In his second collection of connected essays, Chicago cop Martin Preib takes on seemingly unrelated murder cases, all dating from one year, 1982, including some in which offenders were released as part of the wrongful conviction movement.
The murder case against James Ealy haunts Preib. Ealy, a 17-year-old in the west side projects, is convicted of strangling a family of four, but later released on appeal. Ealy eventually strikes again. As Preib researches the case, he struggles to understand how and why the city released Ealy from the original conviction.
The Ealy case leads Preib into the grisly underground of other 1982 murders, especially the case against Anthony Porter, sent to death row for killing a couple in a park and then 16 years later released, with the help of The Innocence Project at Northwestern University, when another man was said to have confessed to the crime. The media frenzy attending Porter’s release did not follow him into his civil case for damages against the city, a case the police officers pressed to have tried, and which Porter lost after the defense convinced the jury that the case for Porter’s innocence was, at best, fatally flawed.

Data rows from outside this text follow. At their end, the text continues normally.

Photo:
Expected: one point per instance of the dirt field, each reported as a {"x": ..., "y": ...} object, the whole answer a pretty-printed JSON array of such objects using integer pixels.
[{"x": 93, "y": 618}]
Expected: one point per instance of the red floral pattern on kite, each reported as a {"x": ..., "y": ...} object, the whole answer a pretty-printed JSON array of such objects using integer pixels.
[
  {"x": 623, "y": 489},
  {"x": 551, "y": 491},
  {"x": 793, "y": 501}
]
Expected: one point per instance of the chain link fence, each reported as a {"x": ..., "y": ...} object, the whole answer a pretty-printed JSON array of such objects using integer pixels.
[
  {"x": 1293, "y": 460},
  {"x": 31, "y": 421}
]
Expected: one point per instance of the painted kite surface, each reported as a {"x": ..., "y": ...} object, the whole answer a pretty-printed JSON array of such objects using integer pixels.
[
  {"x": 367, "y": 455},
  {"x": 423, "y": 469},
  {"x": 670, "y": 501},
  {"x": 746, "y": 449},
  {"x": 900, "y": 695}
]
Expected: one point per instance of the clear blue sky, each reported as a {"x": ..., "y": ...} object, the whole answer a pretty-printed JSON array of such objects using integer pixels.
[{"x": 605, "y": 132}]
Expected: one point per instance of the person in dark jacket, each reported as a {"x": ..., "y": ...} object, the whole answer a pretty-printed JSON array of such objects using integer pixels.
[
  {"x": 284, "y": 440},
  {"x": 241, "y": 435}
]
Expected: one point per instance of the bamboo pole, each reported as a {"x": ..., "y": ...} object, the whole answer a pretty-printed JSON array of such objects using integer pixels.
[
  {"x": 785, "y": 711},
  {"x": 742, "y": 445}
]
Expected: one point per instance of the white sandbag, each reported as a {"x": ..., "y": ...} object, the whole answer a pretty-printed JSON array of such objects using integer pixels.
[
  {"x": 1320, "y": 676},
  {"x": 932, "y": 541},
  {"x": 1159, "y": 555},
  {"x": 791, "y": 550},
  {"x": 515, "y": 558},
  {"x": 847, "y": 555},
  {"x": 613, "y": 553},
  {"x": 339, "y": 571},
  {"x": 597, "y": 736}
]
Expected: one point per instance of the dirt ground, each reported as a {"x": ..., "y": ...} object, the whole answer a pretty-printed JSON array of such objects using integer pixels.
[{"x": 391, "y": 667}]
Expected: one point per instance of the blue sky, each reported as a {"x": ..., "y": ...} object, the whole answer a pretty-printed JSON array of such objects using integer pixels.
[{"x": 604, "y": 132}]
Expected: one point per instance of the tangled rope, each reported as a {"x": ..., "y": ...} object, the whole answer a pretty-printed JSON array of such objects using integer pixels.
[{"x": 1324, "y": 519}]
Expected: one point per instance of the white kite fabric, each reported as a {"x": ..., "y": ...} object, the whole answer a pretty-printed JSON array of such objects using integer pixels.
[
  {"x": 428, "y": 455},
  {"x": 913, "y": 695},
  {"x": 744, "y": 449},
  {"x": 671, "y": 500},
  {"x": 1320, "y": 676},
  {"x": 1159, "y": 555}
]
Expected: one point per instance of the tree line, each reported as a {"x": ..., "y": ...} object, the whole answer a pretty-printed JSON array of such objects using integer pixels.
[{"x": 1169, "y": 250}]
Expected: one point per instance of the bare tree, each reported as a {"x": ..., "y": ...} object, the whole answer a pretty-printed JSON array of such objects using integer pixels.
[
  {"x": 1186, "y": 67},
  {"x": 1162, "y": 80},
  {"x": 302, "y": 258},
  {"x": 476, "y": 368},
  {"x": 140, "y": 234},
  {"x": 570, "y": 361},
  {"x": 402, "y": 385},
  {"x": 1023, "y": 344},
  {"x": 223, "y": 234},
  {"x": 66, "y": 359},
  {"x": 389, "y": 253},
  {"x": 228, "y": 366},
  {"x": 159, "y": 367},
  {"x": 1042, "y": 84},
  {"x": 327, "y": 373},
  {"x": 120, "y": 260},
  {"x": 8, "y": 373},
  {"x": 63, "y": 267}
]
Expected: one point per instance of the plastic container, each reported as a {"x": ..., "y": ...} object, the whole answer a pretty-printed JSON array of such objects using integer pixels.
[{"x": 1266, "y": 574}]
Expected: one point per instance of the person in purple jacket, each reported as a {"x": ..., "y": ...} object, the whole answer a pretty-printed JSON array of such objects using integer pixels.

In Crooked City, Preib always walks a tightrope between self-deprecating humor and stark revelations told in powerful language as he takes readers along on his journey through incredulity and doubt to conviction that killers are being turned loose on the streets of Chicago, and ultimately to his sense of the disturbing way the city works, and why.
This book shatters reader assumptions—about the workings of justice, the objectivity of the media, and the role of the police in the city of Chicago, even calling into question allegations of police torture in the notorious cases against Jon Burge. Told in the gripping tension of a crime novel, Preib strives for the highest language as he wanders these brutal, controversial killings.